Keeping these points in mind, the design decisions we made were:
- A single B-Tree index on the primary key column of the audit table so that it can be joined to easily.
- No GIN/GiST index, but record the change as JSONB so that we have an option to index (if needed partially) temporarily if and when necessary.
- No exception handling blocks – not just because of the impact on TPS, but because a true audit system should not be allowing a change to happen if it cannot record it
- No dynamic SQL because of the heavy impact on TPS. The consequence of this was that we could have a single trigger function for all tables, but that was something that could easily be meta-programmed.

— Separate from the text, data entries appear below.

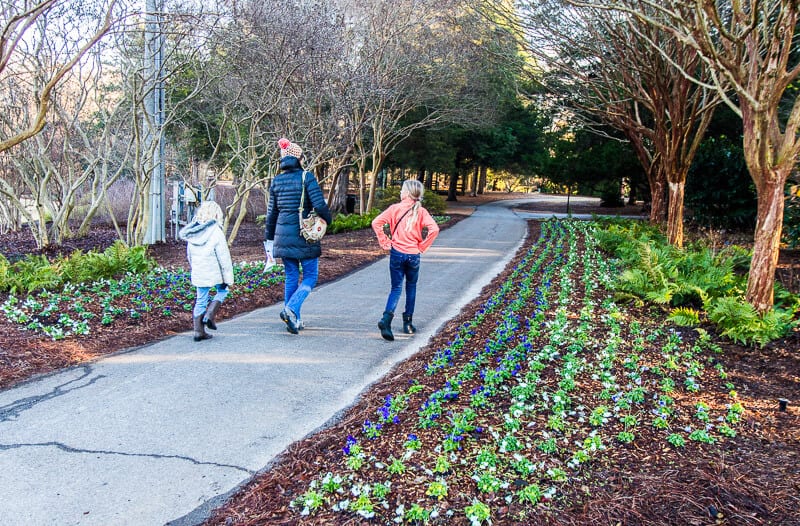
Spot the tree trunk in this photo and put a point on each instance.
(658, 205)
(452, 188)
(675, 214)
(482, 179)
(766, 249)
(341, 183)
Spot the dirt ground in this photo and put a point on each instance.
(753, 479)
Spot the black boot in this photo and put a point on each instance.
(407, 327)
(213, 307)
(385, 325)
(200, 329)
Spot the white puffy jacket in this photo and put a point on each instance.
(208, 254)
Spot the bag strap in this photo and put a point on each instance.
(302, 193)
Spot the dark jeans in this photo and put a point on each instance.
(403, 266)
(295, 290)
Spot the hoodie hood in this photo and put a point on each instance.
(197, 233)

Many variations of the trigger function were benchmarked using pg_bench on production grade hardware and the TPC-B benchmark. The final product incurs about a 30% TPS overhead.
Conservative disk usage
Given that we’re recording any and all changes for majority of our data, we wanted to be conservative in terms of disk usage. Aggressive usage would mean that our SANs would fill up faster requiring more frequent rotations, and logging more data would also adversely impact both TPS and query time. To keep our records lean, we decided to log the bare minimum of just the change set by diffing what has changed. In addition to this, we noted that redundantly re-capturing data about newly inserted rows caused significant amount of bloat, so we only capture the event and not the data itself. The data is only captured once it is updated or deleted. This has the desirable side benefit of reducing the impact on TPS for INSERT statements since the amount of data being recorded is significantly lower.
Easy to deploy and re-deploy
Keeping with the theme of simplicity, we wanted something that didn’t require a lot of configuration and preparation when it came to deployments. To this end, audit_star is written as a command line binary in Go. The binary can be cross-compiled for deployment on any platform/architecture. The tool is also idempotent. Running it twice would have no adverse effects and thus it becomes effective to run it after every deployment. This ensures that if any changes were made to the database structure such as adding new tables, they are also setup for auditing at the same time.
The big challenge when it comes to semi-structured data in an RDBMS is that it is quite unconventional and can be hard to wrap one’s mind around. As mentioned before, audit_star three views (delta, snapshot, and compare) to represent the audited data in a tabular form to ameliorate this and any other confusion that users might have dealing with JSON data in PostgreSQL.
We made this tool open-source. The repository is self-documented with instructions on how to setup and deploy. We also have identified candidates for optimization with each new PostgreSQL release such as BRIN indices (PostgreSQL 9.5) for indexing monotonically self-ordered data such as time and transition trigger tables (PostgreSQL 10.0) for reducing the impact of context switches on TPS using statement level triggers. As we continue to maintain and develop this tool, we would love for the community to get involved with this project through feedback and contributions.